One of Britain’s most acclaimed composers, Birtwistle grew up playing clarinet in the village band, and it was the clarinet which brought him to study at the Royal Manchester College of Music and the Royal Academy of Music in London. He has composed in most genres, ranging from solo piano music to the operas Gawain, The Second Mrs. Kong, and The Last Supper. Birtwistle’s honors include the 1986 Grawemeyer Award, the Chevalier des Arts et des Lettres in 1986, a British knighthood in 1988, the Siemens Prize in 1995, and a British Companion of Honor in 2001.
At the close of the last century, the poetry of Romanian-born Holocaust survivor Paul Celan (1920-1970) drew the interest of many composers. In the 1990s Luciano Berio, György Kurtág, John Zorn, and Peter Ruzicka composed works on the poet, the latter producing a full-length opera.
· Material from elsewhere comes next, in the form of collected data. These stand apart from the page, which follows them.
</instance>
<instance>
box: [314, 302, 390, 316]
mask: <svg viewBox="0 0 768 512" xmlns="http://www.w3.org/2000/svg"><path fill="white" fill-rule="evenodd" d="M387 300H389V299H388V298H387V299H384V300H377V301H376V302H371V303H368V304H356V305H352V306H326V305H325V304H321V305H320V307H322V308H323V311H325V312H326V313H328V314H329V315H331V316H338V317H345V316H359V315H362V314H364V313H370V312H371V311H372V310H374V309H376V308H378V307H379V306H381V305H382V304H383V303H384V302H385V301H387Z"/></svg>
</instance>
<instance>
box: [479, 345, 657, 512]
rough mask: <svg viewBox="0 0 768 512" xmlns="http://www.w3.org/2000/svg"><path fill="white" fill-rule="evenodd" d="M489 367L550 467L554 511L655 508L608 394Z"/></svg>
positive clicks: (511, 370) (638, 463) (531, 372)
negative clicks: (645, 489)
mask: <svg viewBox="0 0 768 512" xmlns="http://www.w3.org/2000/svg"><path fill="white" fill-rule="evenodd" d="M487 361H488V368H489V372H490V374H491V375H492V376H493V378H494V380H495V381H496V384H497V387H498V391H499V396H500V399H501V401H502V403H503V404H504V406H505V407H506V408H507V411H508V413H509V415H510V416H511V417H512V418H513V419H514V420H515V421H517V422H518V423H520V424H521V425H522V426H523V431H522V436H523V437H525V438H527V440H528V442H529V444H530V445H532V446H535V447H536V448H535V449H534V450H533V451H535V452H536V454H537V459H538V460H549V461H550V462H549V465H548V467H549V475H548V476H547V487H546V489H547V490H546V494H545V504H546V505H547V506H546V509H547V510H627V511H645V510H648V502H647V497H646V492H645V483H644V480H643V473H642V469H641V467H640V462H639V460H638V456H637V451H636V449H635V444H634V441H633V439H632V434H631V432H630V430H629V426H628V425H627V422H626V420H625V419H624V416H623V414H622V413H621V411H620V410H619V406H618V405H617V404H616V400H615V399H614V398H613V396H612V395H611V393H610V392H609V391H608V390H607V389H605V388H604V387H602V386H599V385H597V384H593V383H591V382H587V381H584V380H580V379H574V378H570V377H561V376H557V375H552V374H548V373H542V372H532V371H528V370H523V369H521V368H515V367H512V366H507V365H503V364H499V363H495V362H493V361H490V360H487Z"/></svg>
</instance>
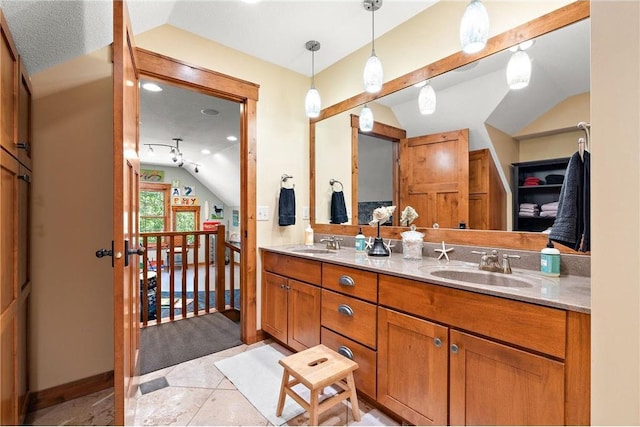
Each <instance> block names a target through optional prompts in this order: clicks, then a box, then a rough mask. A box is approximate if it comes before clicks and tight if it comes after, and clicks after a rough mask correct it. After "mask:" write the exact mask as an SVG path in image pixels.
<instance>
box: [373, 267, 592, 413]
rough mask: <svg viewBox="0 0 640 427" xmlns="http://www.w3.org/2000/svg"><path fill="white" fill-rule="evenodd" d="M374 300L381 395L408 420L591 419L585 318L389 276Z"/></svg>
mask: <svg viewBox="0 0 640 427" xmlns="http://www.w3.org/2000/svg"><path fill="white" fill-rule="evenodd" d="M398 289H402V292H399V291H398ZM379 304H380V308H379V309H378V401H379V402H381V403H382V404H384V405H385V406H387V407H389V408H390V409H392V410H394V411H395V412H397V413H398V414H399V415H400V416H402V417H403V418H405V419H406V420H407V421H409V422H411V423H414V424H419V425H423V424H446V423H448V424H453V425H467V424H474V425H477V424H483V425H533V424H537V425H542V424H544V425H575V424H589V410H588V407H589V403H588V402H589V363H588V360H589V347H590V343H589V338H588V323H589V322H588V318H589V316H588V315H583V314H580V313H571V312H566V311H564V310H559V309H554V308H549V307H542V306H537V305H534V304H528V303H523V302H518V301H512V300H507V299H503V298H498V297H492V296H488V295H482V294H476V293H473V292H466V291H461V290H457V289H451V288H444V287H439V286H436V285H430V284H427V283H419V282H414V281H411V280H406V279H400V278H396V277H391V276H386V275H379ZM574 334H577V335H574ZM447 337H448V342H447ZM437 344H440V346H438V345H437ZM403 373H406V374H403ZM442 376H444V377H446V380H443V379H442ZM410 390H412V391H410ZM581 402H582V403H581ZM447 413H448V420H447V415H446V414H447ZM443 417H444V418H443Z"/></svg>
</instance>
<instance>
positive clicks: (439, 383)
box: [378, 308, 449, 425]
mask: <svg viewBox="0 0 640 427" xmlns="http://www.w3.org/2000/svg"><path fill="white" fill-rule="evenodd" d="M447 336H448V329H447V328H446V327H444V326H441V325H437V324H435V323H431V322H428V321H426V320H422V319H418V318H415V317H412V316H407V315H405V314H401V313H398V312H395V311H392V310H387V309H385V308H378V337H379V338H378V401H379V402H380V403H381V404H383V405H384V406H386V407H388V408H389V409H390V410H392V411H394V412H395V413H397V414H398V415H400V416H401V417H403V418H404V419H406V420H407V421H409V422H411V423H413V424H416V425H446V423H447V396H448V358H449V352H448V339H447Z"/></svg>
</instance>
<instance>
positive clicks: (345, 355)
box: [338, 345, 353, 360]
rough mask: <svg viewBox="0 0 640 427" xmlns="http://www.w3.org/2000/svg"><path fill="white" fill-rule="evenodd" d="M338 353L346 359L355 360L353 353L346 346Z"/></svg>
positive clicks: (340, 346)
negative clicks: (346, 358)
mask: <svg viewBox="0 0 640 427" xmlns="http://www.w3.org/2000/svg"><path fill="white" fill-rule="evenodd" d="M338 353H339V354H341V355H343V356H344V357H346V358H347V359H351V360H353V351H351V349H350V348H349V347H347V346H346V345H341V346H340V347H338Z"/></svg>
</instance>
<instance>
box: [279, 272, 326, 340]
mask: <svg viewBox="0 0 640 427" xmlns="http://www.w3.org/2000/svg"><path fill="white" fill-rule="evenodd" d="M287 294H288V295H287V299H288V301H287V302H288V304H289V306H288V318H287V329H288V334H287V344H289V346H290V347H291V348H292V349H294V350H296V351H301V350H305V349H307V348H309V347H313V346H314V345H318V344H320V288H319V287H317V286H312V285H309V284H306V283H302V282H298V281H297V280H293V279H289V285H288V287H287Z"/></svg>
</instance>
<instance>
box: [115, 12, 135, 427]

It was a culmination of Celan’s lifelong association with musical imagery beginning with his famous early poem Todesfuge (Death Fugue).
In 1989 Harrison Birtwistle set “White and Light” in response to a commission from England’s Composers Ensemble. Over the next several years he would return to Celan for inspiration to fulfill both vocal and instrumental commissions. In 1996 he combined nine poems and nine movements for string quartet into an hour-long work titled Pulse Shadows. From that he excerpted a smaller collection: Three Settings of Celan.
“White and Light,” “Night,” and “Tenebrae” are poems from late in Celan’s life, when he had moved away from a traditional lyricism to a more compressed and austere style. Utilizing English translations by Michael Hamburger Birtwistle’s score offers versions in both English and the original German.
“Pulse Shadows” is an apt image to describe the music. In “White and Light” there is a shadow play between the soprano and clarinet, which closely echo and anticipate each other’s melodic lines. The tempo and texture is unsteady and fluid, a quality reflected in Celan’s text by repeated use of the word “drift.” The soprano’s highest register is on full display in “Night,” while aggressive viola strokes provide an uneasy pulsation to “Tenebrae.” Long, sustained soprano notes – particularly on the many instances of the word “Lord” – lead the work to an enigmatic conclusion.